Un oasis entre libros

El libro estaba allí, parado tranquilamente encima del anaquel. Ocupaba una posición privilegiada, entre tantos otros títulos que dormían acostados uno al lado del otro. Parecía esperarme.

Después de la actividad infantil con lectura comentada a donde había llevado a mi hijo, la especialista de la sala juvenil de la Biblioteca Nacional José Martí se me había acercado. Quería invitarme a inscribir a mi pequeño para que pudiera llevarse libros a casa y explicaba cómo hacerlo:

–La próxima vez traes una foto del niño y su tarjeta de menor –dijo, y continuó aclarándome algo más que no alcancé a entender porque, a lo lejos, lo vi. El gallo de la portada me llamaba. Totalmente hipnotizada por el sinfín de recuerdos que vinieron a mi mente, asentí con la cabeza. Seguramente sonreí, mas continué mirando aquel texto de carátula azul celeste.

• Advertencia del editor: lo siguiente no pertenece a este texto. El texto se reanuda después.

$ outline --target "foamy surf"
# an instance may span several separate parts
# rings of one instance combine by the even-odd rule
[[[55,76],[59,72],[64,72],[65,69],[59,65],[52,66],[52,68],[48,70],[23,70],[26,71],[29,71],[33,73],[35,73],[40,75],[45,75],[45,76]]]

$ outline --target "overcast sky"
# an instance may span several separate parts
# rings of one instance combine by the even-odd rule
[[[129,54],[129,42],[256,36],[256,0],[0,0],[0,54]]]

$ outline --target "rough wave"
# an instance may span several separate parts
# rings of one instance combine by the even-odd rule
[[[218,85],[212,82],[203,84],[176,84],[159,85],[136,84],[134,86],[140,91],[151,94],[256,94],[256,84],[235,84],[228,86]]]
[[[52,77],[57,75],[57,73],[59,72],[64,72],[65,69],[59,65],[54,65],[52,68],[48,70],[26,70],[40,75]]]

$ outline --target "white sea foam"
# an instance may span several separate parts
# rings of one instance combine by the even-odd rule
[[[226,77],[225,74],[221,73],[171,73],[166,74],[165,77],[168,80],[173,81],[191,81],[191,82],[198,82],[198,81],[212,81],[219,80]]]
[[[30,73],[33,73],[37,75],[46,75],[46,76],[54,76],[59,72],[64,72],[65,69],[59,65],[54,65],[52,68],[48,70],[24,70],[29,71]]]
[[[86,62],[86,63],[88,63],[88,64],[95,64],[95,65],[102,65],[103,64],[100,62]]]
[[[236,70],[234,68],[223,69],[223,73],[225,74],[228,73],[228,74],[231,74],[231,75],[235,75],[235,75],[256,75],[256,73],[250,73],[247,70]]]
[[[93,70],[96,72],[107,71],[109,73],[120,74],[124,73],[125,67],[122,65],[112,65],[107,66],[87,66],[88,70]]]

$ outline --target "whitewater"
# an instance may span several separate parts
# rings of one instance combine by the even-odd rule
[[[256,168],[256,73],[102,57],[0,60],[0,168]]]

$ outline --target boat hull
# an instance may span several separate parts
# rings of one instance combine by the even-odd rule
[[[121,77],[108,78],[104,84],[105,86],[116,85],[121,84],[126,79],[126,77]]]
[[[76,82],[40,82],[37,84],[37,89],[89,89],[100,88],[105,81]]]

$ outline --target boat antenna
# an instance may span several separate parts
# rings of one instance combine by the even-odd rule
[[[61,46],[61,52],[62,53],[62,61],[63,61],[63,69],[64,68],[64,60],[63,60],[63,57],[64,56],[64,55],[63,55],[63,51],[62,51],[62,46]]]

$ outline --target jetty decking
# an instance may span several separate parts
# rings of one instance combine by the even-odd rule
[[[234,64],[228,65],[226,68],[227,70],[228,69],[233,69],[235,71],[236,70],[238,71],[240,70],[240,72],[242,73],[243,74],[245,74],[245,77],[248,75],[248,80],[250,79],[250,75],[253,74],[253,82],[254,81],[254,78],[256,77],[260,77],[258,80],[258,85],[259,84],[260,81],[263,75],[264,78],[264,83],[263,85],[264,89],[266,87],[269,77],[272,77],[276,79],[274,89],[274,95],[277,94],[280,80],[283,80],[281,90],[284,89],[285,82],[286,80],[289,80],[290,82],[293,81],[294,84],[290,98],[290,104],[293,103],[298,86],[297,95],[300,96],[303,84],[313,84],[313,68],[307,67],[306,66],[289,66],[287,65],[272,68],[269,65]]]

Sin espejuelos, no podía distinguir todas las letras a la perfección, pero no hacía falta: el título me lo sabía de memoria: La llave de oro o Las Aventuras de Burattino, de Alexéi Tolstói. Aquel libro me había ayudado a crecer y, al mismo tiempo, a proteger la parte más valiosa de mi infancia: la imaginación.

En las tardes de insoportable calor veraniego en el oriente de Cuba, cuando el aburrimiento rondaba el barrio, marcado por los apagones o por la falta de televisor en mi casa, me sentaba en el sofá de mi abuela a leer y releer los pasajes de aquellas gruesas páginas de letras grandes, muy cómodas para disfrutar unos cuantos capítulos sin parar. Entonces me preguntaba cómo era posible que un libro pudiera tener dos títulos y de qué manera una niña lograba que su cabello fuese azul.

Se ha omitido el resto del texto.